Here’s a political conundrum for you.
You’re the SNP. You’ve been in power in Scotland since 2007. You’re 13 points ahead in the polls one year out from the next Holyrood election. You’ve been stumbling these past few years but you’ve finally found your feet again. Your leader is less divisive than his predecessors and his deputy more competent than hers. Your opponents are either tethered to an unpopular Westminster government or distracted by a rival party. You stand a good chance of winning a fifth consecutive term in government.
But you have a problem: you can’t attract talent. A striking number of incumbent MSPs want out. To date, 21 Nationalists have confirmed they will not seek re-election in 2026. Nicola Sturgeon’s announcement generated the most headlines but also handing in their member’s pass are her immediate successor Humza Yousaf, and current Scottish cabinet ministers Shona Robison (finance), Fiona Hyslop (transport) and Mairi Gougeon (rural affairs), as well as four junior ministers. In all, one in three Nationalist MSPs is standing down – so far. Even allowing for age, illness and the pressures of family life, that is quite the turnover, up seven from the 14 who stood down before the 2021 poll.
And who are they likely to be replaced with? There are roughly 20 former MPs, most of whom were defeated by Labour last July, who have been cleared to contest Holyrood seats. Few among them made any mark in their time at Westminster. So far the only names mentioned that might enhance the Holyrood group are Stephen Flynn, the SNP’s current Commons leader, and Stephen Gethins, who lost his North East Fife seat in 2019 but returned as MP for Arbroath and Broughty Ferry last year, one of the few bright spots in a night that saw the Nationalists lose all but nine of their seats. Gethins has a mind, a rarity on the Holyrood benches, and would be an obvious frontbench appointment whatever the outcome in 2026.
Flynn made some enemies last November when he was accused of trying to bounce colleague Audrey Nicoll out of her seat. At the time, Nicoll made defiant noises and refused to budge but has since announced she’s off too, clearing the way for Flynn. He can expect further questions about his role in the Green Volt donation row, but no party is pearly white on these matters. Flynn isn’t rated by his opponents outside the SNP but insiders say they are underestimating him, an assessment I have some sympathy for. He’s an under-40 bloke signed up to all the progressive nostrums but who speaks conversational normie. At a time when centre-left political parties are anxious about a rightwards drift among millennial and Gen-Z men, that’s not nothing.
Beyond those two, however, it’s slim pickings, and it’s not as though the SNP group at Holyrood is overflowing with talent as it is. Once you name-check deputy first minister Kate Forbes and terminally under-used backbencher Ben Macpherson, you start to run out of names, though party progressives would point to education secretary Jenny Gilruth and net zero secretary Màiri McAllan. The Nationalists are fortunate in that potential is thin in the ground among the opposition parties. That, a quarter-century into the devolution experiment, the Scottish parliament still cannot attract people of ability is something that should prompt a little soul-searching. Unfortunately, the devolution industry doesn’t do self-criticism.
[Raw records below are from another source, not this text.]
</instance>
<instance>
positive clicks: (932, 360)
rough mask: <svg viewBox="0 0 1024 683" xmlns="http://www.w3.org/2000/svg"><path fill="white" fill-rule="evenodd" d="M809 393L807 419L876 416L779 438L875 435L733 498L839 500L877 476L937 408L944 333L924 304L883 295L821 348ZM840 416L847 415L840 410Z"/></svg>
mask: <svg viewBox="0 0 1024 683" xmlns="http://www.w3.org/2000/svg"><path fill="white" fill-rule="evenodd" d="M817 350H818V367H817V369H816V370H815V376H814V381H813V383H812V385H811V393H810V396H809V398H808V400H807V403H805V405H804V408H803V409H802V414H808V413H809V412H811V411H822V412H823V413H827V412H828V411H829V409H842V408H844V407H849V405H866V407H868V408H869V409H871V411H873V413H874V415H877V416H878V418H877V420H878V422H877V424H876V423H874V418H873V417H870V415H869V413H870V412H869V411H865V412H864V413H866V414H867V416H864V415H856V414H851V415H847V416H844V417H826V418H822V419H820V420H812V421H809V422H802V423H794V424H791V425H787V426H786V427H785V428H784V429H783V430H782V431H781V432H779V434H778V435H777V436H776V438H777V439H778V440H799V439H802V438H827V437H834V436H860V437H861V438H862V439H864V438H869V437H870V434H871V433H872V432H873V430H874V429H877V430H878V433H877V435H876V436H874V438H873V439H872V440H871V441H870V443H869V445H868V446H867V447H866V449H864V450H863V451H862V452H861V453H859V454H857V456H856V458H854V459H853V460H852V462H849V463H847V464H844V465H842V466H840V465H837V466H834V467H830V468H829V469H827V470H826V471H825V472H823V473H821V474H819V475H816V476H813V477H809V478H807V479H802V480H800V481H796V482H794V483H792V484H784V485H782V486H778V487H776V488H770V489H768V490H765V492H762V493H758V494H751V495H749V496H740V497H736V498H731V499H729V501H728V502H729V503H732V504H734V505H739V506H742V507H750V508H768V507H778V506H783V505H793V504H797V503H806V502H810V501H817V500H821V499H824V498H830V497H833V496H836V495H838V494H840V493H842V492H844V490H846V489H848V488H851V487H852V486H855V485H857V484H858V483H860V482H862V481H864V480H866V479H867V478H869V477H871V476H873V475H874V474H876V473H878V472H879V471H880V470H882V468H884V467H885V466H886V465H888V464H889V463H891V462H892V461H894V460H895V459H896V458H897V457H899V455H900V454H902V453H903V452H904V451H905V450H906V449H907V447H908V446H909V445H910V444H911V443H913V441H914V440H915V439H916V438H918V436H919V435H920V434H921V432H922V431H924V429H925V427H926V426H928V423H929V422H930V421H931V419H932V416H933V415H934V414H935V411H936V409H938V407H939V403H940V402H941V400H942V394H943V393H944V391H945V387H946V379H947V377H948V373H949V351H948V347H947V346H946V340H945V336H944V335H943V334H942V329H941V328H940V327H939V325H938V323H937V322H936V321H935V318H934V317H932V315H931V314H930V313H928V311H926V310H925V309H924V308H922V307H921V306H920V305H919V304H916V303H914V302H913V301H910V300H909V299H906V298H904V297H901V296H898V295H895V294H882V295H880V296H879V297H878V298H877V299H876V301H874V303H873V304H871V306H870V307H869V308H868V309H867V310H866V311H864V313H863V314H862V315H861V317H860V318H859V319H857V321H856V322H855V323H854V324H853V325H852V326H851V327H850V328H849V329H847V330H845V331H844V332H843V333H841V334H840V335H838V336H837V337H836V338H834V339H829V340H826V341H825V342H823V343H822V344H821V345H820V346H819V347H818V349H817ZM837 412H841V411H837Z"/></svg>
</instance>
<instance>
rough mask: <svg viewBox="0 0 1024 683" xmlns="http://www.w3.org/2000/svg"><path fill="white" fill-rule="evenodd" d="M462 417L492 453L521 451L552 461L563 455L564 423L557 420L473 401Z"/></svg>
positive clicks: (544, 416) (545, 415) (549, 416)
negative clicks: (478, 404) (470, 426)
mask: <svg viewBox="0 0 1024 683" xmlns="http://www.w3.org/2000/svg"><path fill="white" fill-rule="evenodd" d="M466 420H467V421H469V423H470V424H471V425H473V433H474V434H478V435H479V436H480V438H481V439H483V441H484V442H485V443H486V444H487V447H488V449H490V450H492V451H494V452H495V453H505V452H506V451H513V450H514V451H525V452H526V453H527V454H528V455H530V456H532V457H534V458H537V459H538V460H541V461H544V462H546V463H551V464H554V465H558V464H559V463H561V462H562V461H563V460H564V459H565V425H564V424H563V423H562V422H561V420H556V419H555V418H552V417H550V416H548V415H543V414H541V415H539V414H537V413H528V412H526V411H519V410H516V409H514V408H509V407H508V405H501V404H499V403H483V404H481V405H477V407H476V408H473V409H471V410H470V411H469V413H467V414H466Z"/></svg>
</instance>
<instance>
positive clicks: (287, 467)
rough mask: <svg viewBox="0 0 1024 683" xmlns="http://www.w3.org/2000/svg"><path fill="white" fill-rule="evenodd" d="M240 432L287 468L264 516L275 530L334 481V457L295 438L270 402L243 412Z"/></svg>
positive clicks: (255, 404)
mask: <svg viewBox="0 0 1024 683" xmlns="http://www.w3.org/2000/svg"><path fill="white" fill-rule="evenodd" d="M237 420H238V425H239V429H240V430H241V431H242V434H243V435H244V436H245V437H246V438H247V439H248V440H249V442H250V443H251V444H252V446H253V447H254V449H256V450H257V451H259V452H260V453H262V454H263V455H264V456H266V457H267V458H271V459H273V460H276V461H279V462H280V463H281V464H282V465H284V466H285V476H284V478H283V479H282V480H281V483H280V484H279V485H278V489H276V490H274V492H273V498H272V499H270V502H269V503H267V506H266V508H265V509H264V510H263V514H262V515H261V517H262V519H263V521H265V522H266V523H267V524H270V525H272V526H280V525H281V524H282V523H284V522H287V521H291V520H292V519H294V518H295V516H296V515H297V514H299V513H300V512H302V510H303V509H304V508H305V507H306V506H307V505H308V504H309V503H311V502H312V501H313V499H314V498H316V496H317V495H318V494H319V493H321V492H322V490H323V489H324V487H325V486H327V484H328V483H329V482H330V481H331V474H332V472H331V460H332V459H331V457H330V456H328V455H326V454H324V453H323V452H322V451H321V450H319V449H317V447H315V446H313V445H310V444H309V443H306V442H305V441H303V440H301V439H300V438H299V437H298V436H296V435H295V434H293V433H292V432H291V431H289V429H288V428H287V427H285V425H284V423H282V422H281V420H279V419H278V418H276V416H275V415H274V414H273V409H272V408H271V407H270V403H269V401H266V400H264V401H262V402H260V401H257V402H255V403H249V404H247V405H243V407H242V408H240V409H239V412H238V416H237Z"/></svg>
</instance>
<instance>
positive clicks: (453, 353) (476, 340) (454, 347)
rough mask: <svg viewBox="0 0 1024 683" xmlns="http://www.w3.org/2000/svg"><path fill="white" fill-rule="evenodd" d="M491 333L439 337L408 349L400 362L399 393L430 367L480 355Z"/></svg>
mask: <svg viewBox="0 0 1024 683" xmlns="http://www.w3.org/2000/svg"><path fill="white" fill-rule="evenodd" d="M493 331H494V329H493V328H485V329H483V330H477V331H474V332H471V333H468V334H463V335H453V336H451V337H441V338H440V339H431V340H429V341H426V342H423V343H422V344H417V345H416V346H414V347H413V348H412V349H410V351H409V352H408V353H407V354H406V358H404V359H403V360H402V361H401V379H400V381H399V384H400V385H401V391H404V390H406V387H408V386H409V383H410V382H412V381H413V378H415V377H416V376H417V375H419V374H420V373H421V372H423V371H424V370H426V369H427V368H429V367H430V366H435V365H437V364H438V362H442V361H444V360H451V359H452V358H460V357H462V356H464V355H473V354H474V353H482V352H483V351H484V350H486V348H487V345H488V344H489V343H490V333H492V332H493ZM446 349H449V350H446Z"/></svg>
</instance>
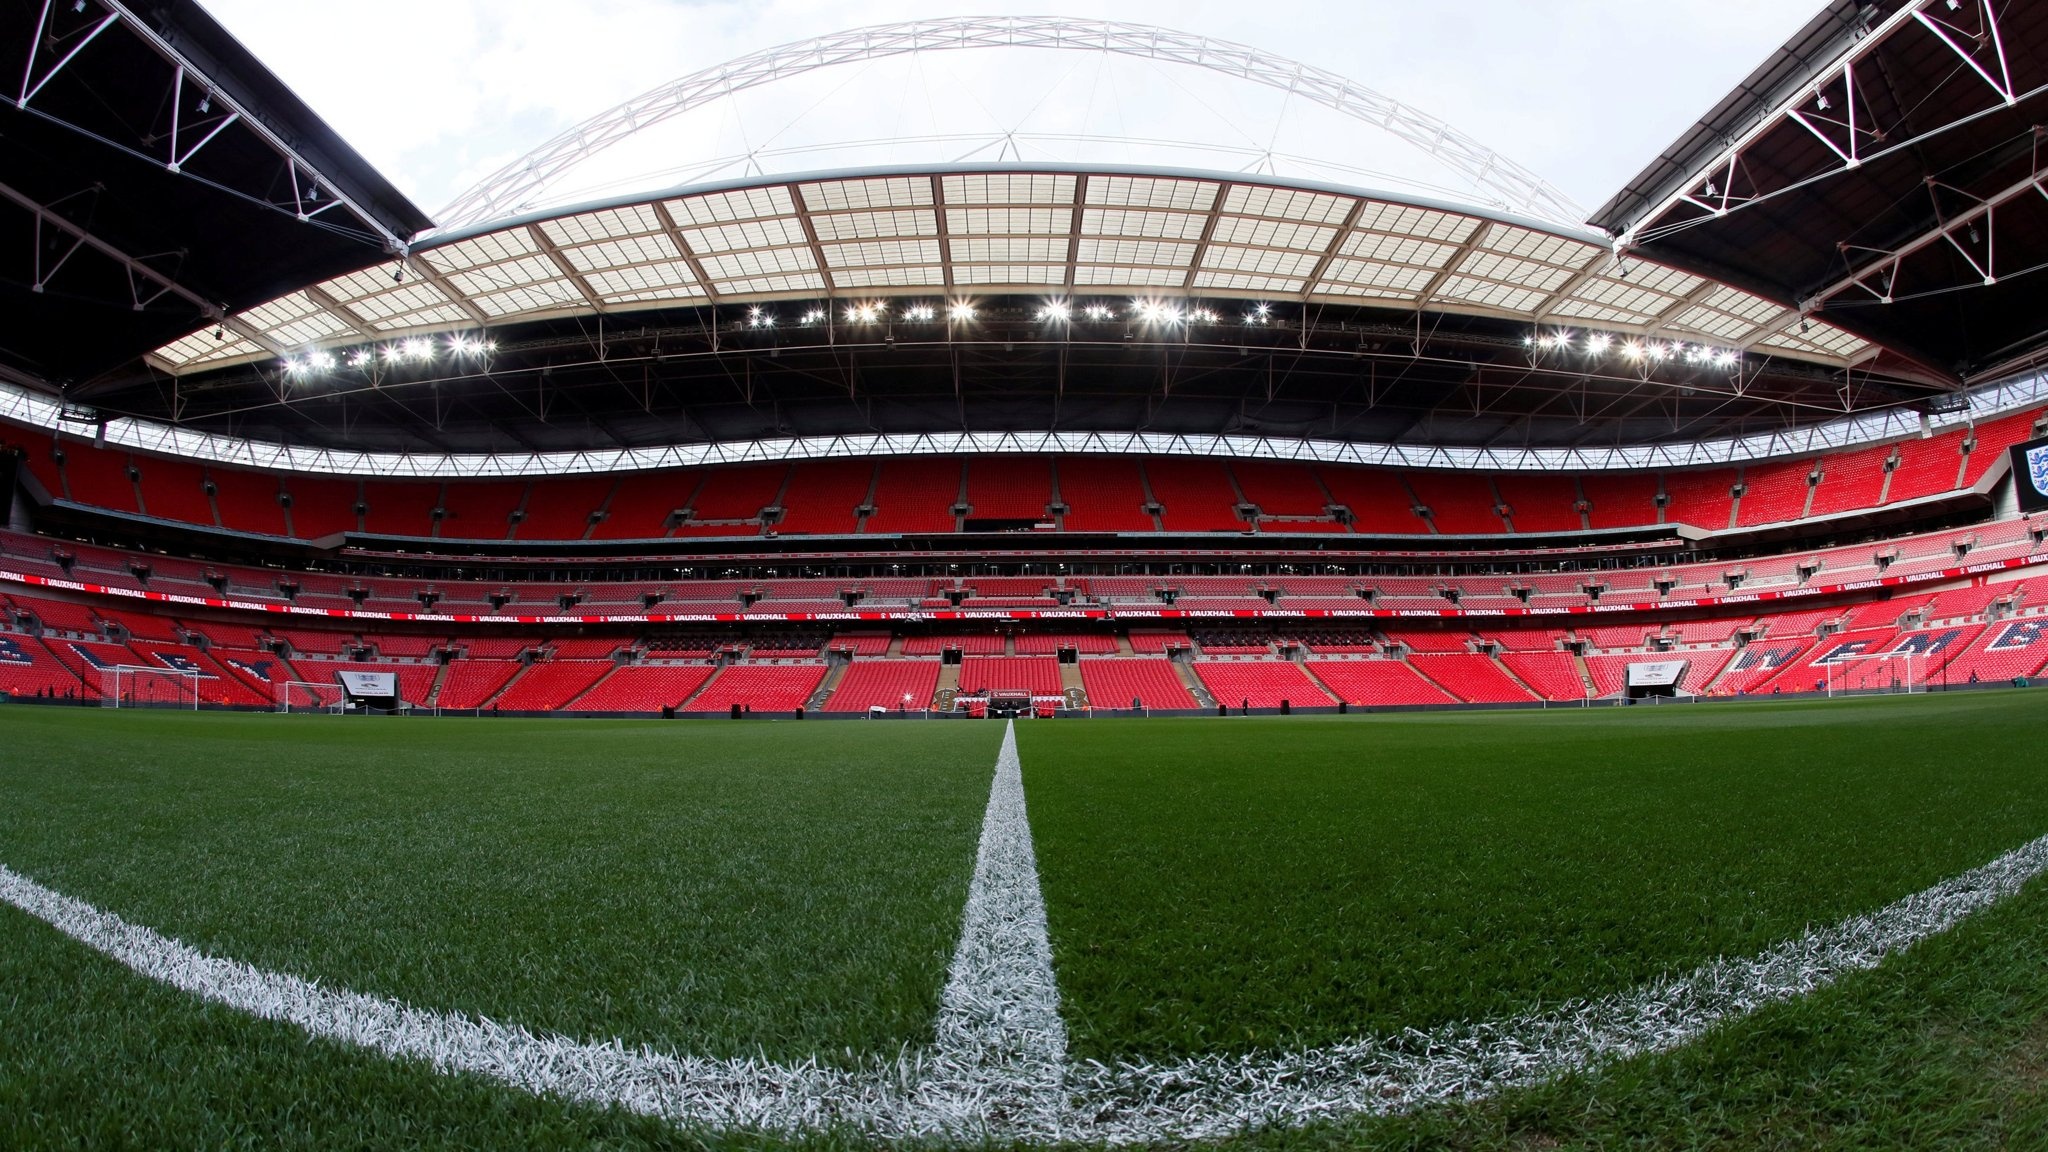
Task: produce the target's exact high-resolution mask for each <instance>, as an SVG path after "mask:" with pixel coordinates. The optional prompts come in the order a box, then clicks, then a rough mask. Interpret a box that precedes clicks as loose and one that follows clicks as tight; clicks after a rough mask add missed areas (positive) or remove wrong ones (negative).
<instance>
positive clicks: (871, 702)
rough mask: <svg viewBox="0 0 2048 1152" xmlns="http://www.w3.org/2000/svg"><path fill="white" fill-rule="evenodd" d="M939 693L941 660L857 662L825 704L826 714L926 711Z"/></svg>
mask: <svg viewBox="0 0 2048 1152" xmlns="http://www.w3.org/2000/svg"><path fill="white" fill-rule="evenodd" d="M936 691H938V660H854V662H852V664H848V666H846V674H844V676H840V687H836V689H834V691H831V697H829V699H827V701H825V709H827V711H866V709H870V707H887V709H891V711H895V709H911V711H918V709H926V707H930V705H932V695H934V693H936Z"/></svg>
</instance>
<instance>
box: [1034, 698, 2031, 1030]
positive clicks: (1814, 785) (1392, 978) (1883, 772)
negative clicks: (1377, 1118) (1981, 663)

After 18 years in government, the SNP can no longer defy political gravity as it once did, but it is holding up astonishingly well for a party with such a dismal record in power. It shouldn’t have so much difficulty attracting capable parliamentarians, but that might reflect the unusual position the party occupies. Founded to achieve independence for Scotland, the SNP has been unable to convince the voters of its constitutional case, with them preferring the party to run Scotland within the United Kingdom. If you go into politics for a ministerial car, a Spad and proximity to power, that’s a fair deal. If you see politics as a path to restoring Scottish national sovereignty, power without purpose is a gilded cage not worth the gilding. Until the SNP can shift this dynamic, it will struggle to bring the best of Scotland into its ranks.